Tuesday, September 28, 2010

OSB, lessons learned and best practices

if someone asked me: "tell me, quick, what is your message to posterity about OSB?",
I would probably say:

- from day 1, start automated deployment of your project to a development and integration server, automated tests with SOAPUI and continuous performance monitoring again with SOAPUI. Use customization files to do the property filtering for the target environment, this will force to identify from day 1 all the environment-dependent values. You should NEVER, EVER deploy something somewhere manually. NEVER. Was I clear? NEVER.


- learn XQuery, there is a lot you can do with XQuery without resorting to convoluted cascades of message processing actions (replace, rename, assign....). Remember, your message flow should stay ESSENTIAL, all the message processing should be hidden somewhere else

- learn about XmlObject and XmlCursor in Java Callout and custom Java XPaths, they can bring the entire power of countless Java libraries to your message processing needs.

- generate WSDL automatically, with Groovy or anything you like.
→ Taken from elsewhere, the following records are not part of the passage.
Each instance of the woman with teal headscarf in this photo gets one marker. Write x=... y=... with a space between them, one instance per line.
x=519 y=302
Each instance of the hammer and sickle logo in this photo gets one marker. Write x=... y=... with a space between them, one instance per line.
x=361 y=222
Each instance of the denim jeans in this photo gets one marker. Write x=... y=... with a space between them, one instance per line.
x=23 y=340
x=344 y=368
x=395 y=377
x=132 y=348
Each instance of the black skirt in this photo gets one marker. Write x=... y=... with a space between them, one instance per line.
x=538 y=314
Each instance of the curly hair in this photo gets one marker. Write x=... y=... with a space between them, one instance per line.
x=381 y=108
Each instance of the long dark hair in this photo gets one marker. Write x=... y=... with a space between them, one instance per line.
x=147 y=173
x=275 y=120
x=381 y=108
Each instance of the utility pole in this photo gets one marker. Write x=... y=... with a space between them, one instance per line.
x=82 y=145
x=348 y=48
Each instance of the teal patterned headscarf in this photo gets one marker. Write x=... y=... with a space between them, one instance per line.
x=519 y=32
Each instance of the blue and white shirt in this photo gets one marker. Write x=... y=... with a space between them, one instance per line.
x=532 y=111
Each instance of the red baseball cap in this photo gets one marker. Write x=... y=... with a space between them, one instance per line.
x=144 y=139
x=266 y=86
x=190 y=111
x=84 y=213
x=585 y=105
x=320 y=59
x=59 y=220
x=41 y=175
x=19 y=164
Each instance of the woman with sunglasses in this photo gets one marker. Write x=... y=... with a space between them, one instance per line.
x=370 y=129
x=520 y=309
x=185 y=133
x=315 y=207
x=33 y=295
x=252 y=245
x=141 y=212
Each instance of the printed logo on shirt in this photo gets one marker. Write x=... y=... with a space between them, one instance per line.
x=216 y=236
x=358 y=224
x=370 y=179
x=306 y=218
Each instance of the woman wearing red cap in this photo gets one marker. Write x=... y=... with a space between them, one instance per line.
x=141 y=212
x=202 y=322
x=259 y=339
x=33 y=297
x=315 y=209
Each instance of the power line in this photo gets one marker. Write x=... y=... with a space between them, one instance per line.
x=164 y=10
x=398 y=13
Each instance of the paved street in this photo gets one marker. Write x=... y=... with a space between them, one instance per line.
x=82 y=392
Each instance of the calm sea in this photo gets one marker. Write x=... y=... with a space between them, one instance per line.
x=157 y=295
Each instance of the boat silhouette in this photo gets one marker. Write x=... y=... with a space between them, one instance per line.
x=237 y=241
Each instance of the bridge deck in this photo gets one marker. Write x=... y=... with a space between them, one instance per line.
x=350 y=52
They are a pain in the neck to be hacked manually. The same can be said about XQuery transformations. There is a debate on whether also Proxy Services could be generated automatically, and whether the ActionId is an obstacle or not...if you find yourself doing a lot of copying and pasting, this might be an option for you.

- publish WSDL and XSDs externally, to an Apache server or any form of Registry. If you feel that keeping your resources inside OSB is cool, feel twice.
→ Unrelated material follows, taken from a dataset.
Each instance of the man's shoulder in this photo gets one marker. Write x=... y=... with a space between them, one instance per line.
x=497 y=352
- wrap BS with a Local Transport PS, abstraction is good when it comes with a low performance cost

- make sure your Application Specific Business Model doesn't creep into your "Canonical Data Model", that's one of the main reasons people use a ESB anyway. Anyway, domain modeling is not something that should be left solely to the developer, make sure the Business too is involved.

- EJBs proxies can be tempting - they map XML to Java for you - but they are expensive from a maintenance and performance perspective. If you need interfacing to the Java world, verify that you cannot replace them with a Java Callout.


Fabio adds these lessons:

- Enable Monitoring for BSP and PS with interval of 10-15 minutes
- Enable SLA Alerts for errors avg and max response times. Aggregation interval+15 minutes
- For every BSP, set a timeout
- Create 1 or more Workmanagers and associate the PS to it.
- enforce consistent Exception (fault) handling and logging across all services
- Auditing - trace the service, operation, response time, response code, originating username/system, ipaddress... logging this information with log4j (rotation time 1 minute) and having an independent process parse the files and store this information asynchronously to a DB . This proves to be a more efficient way of auditing than using the ReportingMDB. ReportingMDB should be used only for infrequent events like SLA violations.